MeSH Terms: Humans, Male, Female, Aged, Aged, 80 and over, Risk Factors, Cohort Studies, Atrial Fibrillation, Prospective Studies, Predictive Value of Tests, Reproducibility of Results, Organ Size, Electrocardiography, Hypertrophy, Left Ventricular, Heart Ventricles

Authors: O'Neal WT, Soliman EZ, Patel N, Whalen SP

Cite As: Patel N, O'Neal WT, Whalen SP, Soliman EZ. Electrocardiographic left ventricular hypertrophy predicts atrial fibrillation independent of left ventricular mass. Ann Noninvasive Electrocardiol 2017 May;22(3):1-5. Epub 2016 Dec 25.

Studies:

Abstract

BACKGROUND: Although left ventricular hypertrophy (LVH) detected by electrocardiography (ECG-LVH) and echocardiography (echo-LVH) independently predict cardiovascular disease events, it is unclear if ECG-LVH and echo-LVH independently predict atrial fibrillation (AF). METHODS: This analysis included 4,904 participants (40% male; 85% white) from the Cardiovascular Health Study who were free of baseline AF and major intraventricular conduction delays. ECG-LVH was defined by Minnesota Code Classification from baseline ECG data. Echo-LVH was defined by sex-specific left ventricular mass values >95th sex-specific percentiles. Incident AF events were identified during the annual study ECGs and from hospitalization discharge data. Cox regression was used to compute hazard ratios (HR) and 95% confidence intervals (CI) for the association of ECG-LVH and echo-LVH with incident AF, separately. RESULTS: ECG-LVH was detected in 224 (4.6%) participants and echo-LVH was present in 231 (4.7%) participants.

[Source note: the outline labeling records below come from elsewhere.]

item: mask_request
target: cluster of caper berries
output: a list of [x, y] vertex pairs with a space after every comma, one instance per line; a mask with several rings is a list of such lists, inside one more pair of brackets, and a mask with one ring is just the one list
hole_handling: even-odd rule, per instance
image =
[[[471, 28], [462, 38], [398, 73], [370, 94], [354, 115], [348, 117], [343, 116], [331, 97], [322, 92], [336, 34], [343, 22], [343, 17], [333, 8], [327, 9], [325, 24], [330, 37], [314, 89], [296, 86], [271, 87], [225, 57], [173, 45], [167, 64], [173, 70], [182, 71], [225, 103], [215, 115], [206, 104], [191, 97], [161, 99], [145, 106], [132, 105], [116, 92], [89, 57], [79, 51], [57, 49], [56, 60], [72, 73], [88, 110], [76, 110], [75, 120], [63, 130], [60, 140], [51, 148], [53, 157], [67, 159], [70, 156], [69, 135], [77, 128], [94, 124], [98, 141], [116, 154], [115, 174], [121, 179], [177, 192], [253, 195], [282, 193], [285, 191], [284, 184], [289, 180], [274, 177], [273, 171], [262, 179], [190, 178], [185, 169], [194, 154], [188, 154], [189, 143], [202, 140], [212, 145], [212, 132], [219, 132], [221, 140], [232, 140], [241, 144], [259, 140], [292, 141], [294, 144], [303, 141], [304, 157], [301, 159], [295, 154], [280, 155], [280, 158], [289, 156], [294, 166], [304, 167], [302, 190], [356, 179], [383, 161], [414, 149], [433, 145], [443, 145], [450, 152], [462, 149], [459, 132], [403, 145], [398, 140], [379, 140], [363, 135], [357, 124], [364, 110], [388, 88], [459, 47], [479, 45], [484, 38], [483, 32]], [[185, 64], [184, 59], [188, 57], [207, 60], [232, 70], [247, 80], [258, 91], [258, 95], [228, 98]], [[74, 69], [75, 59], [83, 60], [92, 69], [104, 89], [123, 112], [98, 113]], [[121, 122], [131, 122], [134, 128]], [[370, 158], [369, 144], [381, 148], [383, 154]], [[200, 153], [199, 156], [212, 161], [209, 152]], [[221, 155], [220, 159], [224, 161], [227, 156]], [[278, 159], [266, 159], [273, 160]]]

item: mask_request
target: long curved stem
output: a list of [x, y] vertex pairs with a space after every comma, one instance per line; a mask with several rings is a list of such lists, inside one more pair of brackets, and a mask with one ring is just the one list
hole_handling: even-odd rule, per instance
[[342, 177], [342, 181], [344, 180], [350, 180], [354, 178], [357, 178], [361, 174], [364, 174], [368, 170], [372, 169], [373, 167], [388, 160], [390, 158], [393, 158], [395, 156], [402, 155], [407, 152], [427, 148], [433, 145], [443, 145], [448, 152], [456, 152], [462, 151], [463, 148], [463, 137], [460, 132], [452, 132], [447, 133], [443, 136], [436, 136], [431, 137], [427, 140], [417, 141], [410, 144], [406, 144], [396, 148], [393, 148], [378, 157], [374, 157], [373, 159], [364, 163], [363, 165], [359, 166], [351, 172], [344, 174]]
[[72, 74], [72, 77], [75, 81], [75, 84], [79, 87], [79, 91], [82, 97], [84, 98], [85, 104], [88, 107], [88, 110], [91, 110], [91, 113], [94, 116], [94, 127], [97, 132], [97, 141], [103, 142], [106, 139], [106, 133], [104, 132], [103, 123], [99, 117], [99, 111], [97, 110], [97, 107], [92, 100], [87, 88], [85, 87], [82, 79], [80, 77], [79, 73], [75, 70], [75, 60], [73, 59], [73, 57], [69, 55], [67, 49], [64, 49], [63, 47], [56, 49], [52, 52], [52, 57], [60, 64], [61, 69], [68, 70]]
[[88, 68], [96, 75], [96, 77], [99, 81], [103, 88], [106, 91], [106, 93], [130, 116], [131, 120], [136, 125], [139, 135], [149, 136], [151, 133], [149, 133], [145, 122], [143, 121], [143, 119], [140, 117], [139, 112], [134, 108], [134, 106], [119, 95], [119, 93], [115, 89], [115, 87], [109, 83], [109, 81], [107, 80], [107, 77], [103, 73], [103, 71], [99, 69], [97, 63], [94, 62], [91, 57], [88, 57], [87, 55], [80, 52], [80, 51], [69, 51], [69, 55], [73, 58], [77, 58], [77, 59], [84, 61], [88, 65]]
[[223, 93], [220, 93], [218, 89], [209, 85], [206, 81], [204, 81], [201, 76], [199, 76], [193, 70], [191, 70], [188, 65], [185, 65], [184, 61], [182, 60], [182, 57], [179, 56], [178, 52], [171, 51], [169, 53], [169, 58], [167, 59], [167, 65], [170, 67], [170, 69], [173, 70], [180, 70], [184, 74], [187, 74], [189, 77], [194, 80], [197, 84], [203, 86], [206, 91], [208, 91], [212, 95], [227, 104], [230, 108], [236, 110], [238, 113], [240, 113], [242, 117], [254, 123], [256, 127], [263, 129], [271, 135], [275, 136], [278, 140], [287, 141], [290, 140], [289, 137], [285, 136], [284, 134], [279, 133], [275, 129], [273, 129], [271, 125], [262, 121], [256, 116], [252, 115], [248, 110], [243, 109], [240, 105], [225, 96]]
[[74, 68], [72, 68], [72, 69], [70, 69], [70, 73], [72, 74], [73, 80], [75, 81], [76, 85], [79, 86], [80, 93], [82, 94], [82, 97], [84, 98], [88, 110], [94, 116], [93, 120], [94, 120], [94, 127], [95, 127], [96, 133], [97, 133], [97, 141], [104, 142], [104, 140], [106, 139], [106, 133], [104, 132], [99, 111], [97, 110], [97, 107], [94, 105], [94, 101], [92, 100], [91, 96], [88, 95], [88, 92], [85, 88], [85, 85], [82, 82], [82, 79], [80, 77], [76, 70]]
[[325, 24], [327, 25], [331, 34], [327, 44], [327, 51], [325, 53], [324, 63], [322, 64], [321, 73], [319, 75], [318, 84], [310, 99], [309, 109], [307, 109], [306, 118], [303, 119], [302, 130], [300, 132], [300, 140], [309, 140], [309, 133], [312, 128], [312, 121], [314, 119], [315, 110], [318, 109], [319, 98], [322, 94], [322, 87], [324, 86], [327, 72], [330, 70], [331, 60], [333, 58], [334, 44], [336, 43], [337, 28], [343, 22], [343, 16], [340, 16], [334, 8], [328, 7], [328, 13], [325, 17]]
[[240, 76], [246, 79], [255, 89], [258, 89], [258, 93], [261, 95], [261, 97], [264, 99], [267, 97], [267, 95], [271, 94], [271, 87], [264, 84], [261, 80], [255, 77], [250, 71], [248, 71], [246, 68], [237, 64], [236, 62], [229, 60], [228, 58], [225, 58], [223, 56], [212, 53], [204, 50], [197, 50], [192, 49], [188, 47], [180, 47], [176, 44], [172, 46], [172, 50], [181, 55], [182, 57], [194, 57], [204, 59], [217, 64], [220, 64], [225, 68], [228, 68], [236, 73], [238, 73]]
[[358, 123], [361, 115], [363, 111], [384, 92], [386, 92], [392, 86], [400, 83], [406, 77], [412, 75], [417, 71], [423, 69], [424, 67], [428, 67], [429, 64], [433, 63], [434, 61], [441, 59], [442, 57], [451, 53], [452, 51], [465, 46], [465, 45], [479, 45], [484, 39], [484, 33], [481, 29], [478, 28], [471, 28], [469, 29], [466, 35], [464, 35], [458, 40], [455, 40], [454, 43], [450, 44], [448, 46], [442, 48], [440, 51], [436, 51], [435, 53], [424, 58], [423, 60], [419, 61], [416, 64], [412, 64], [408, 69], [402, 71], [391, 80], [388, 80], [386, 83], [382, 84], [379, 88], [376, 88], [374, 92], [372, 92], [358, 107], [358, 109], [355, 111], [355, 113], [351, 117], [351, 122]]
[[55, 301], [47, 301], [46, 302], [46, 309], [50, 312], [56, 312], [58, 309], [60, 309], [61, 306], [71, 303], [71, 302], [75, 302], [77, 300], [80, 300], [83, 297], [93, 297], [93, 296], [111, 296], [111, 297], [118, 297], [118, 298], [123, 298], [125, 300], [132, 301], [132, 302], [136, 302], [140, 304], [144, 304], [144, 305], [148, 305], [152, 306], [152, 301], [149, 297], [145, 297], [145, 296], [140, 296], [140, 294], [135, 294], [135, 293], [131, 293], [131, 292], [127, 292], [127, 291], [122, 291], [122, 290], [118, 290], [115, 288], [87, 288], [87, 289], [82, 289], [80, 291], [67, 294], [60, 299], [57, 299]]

Over a median follow-up of 11.9 years, a total of 1,430 AF events were detected. In a multivariable Cox model adjusted for age, sex, race, education, income, smoking, systolic blood pressure, diabetes, body mass index, total cholesterol, high-density lipoprotein cholesterol, aspirin, antihypertensive medications, and cardiovascular disease, ECG-LVH (HR = 1.50; 95% CI = 1.18, 1.90) and echo-LVH (HR = 1.39; 95% CI = 1.09, 1.78) were independently associated with AF. When ECG-LVH (HR = 1.47, 95% CI = 1.16, 1.87) and echo-LVH (HR = 1.36, 1.07, 1.75) were included in the same model, both were predictive of incident AF. CONCLUSION: The association of ECG-LVH with AF is not dependent on left ventricular mass detected by echocardiography, suggesting that abnormalities in cardiac electrophysiology provide a distinct profile in the prediction of AF.